Since LAs are a microscopic speck of plankton in the sea of architects 'round these parts, figured we needed a home to engage in plant speak, dirt moving, stormwater managing aka the (ir)rational method, pervious paving, more grass pavers, gabions, and complaints about being called a gardener.
some of my favorite threads on this topic have been the rollicking discussions inspired by competitions like the cornfields with MoFo's Oil spill, MLA: squid, Hargreaves: whale; with more
cornfields here too
then there was park at the center of the world.
other landscape threads worth revisiting include philly . NYC,
LA LA, london, bawston, nyc #2, frisco,
sustainable landscapes -shameless plug
sustainable gardens -not the same
gradschool angst 1, 2, 3
UCLA-ex, BSLA vs MLA
books for 'scapers
weather thread
LARE, & 2
the answer is no
(don't forget to search the news for interesting stuff too.
Haha, great idea, TK.
You Forgot One, though.
good idea. I'll be reading.
Thanks tk! Very helpful.
hear hear TK!
675 thanks, there are lots of other threads of interest that are worth searching for. keep on supplying interesting links as you find them- like an easter egg hunt...
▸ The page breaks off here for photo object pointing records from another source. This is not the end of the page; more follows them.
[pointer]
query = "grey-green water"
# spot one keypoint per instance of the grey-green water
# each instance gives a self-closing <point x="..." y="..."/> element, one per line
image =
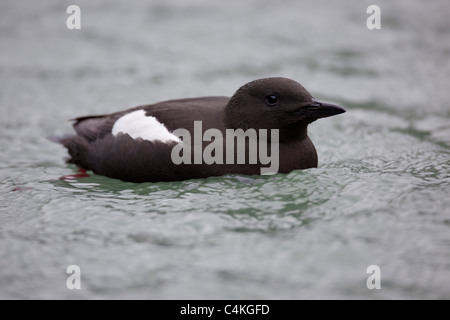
<point x="379" y="197"/>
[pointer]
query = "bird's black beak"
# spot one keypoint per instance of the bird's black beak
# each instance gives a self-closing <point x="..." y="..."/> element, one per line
<point x="317" y="110"/>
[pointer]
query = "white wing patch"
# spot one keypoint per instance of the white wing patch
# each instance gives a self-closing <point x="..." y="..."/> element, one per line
<point x="137" y="125"/>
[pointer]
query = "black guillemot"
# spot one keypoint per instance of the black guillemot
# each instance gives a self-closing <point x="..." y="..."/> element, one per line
<point x="202" y="137"/>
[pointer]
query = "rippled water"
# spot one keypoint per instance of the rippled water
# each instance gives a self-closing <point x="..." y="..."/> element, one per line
<point x="379" y="197"/>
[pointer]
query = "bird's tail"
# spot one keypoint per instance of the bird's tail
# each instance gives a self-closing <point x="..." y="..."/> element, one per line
<point x="77" y="147"/>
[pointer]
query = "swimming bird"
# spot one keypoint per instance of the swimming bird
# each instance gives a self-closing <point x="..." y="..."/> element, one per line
<point x="199" y="137"/>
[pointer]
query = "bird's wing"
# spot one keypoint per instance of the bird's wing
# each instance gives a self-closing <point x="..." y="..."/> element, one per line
<point x="206" y="109"/>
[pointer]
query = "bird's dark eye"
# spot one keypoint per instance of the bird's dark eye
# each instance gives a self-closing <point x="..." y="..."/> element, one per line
<point x="272" y="99"/>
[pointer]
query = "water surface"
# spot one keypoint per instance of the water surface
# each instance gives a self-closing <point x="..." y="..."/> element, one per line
<point x="379" y="197"/>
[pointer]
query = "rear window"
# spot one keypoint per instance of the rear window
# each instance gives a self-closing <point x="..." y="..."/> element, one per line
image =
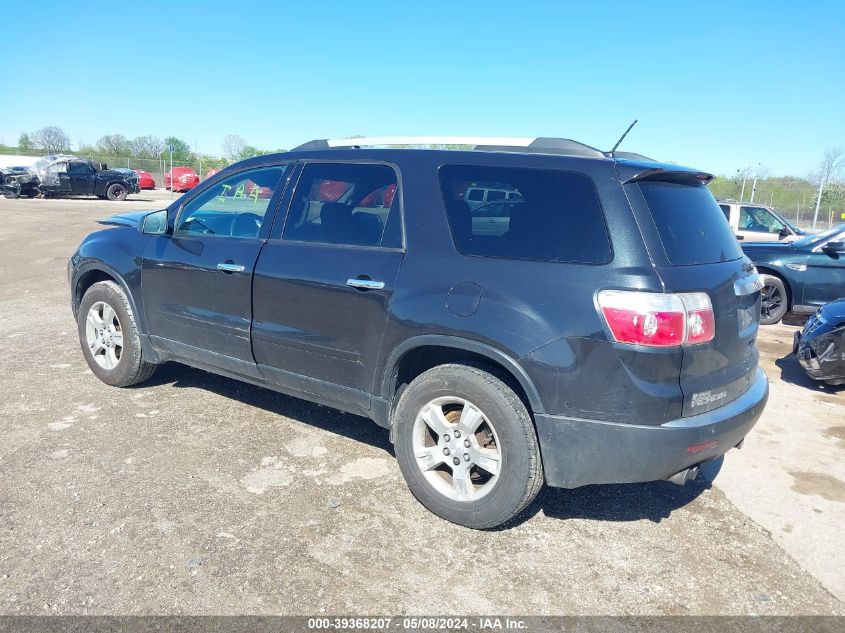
<point x="692" y="227"/>
<point x="544" y="215"/>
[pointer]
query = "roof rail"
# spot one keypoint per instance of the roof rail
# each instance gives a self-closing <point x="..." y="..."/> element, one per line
<point x="539" y="145"/>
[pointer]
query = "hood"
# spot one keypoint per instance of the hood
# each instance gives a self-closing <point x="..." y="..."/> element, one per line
<point x="132" y="218"/>
<point x="766" y="246"/>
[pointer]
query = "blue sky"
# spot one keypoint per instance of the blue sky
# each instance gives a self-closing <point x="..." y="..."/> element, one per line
<point x="718" y="85"/>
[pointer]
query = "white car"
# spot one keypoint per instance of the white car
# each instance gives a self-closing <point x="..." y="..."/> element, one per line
<point x="758" y="223"/>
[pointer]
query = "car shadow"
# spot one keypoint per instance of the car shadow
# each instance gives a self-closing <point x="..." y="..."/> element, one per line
<point x="652" y="501"/>
<point x="792" y="372"/>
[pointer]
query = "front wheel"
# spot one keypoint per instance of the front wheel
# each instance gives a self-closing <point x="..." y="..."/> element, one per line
<point x="773" y="298"/>
<point x="109" y="336"/>
<point x="116" y="191"/>
<point x="466" y="446"/>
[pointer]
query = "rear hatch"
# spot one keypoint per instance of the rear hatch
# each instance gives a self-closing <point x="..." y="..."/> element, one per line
<point x="696" y="251"/>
Check your email, treekilla!
765- got it! congrats on the new gig
for a central thread its awfully quiet. I guess there aren't many landscape architects on archinect (landscape archinect'rs?)
looking for examples of other garden festivals like Cornerstone in Napa and Chaumont-sur-Loire.
are there any others?
what about flower festivals?
any info on how big are these sites are? (cornerstone says they have 9 acres)
another garden festival...
jardin des metis
it's a little hard to find on the website... here's thephoto gallery of the last 7 years of the jardin des metis at reford gardens...
winners have included stoss, aranda/lasch, lateral architecture, and others...
and a few flower festivals...
floriade australia
floriade 2012 (netherlands) is once every 10 years...
cool- many thanks!
btw - i have a friend who's been to the Cornerstone Garden in Sonoma and thought it was completely underwhelming. Anyone else have any experience?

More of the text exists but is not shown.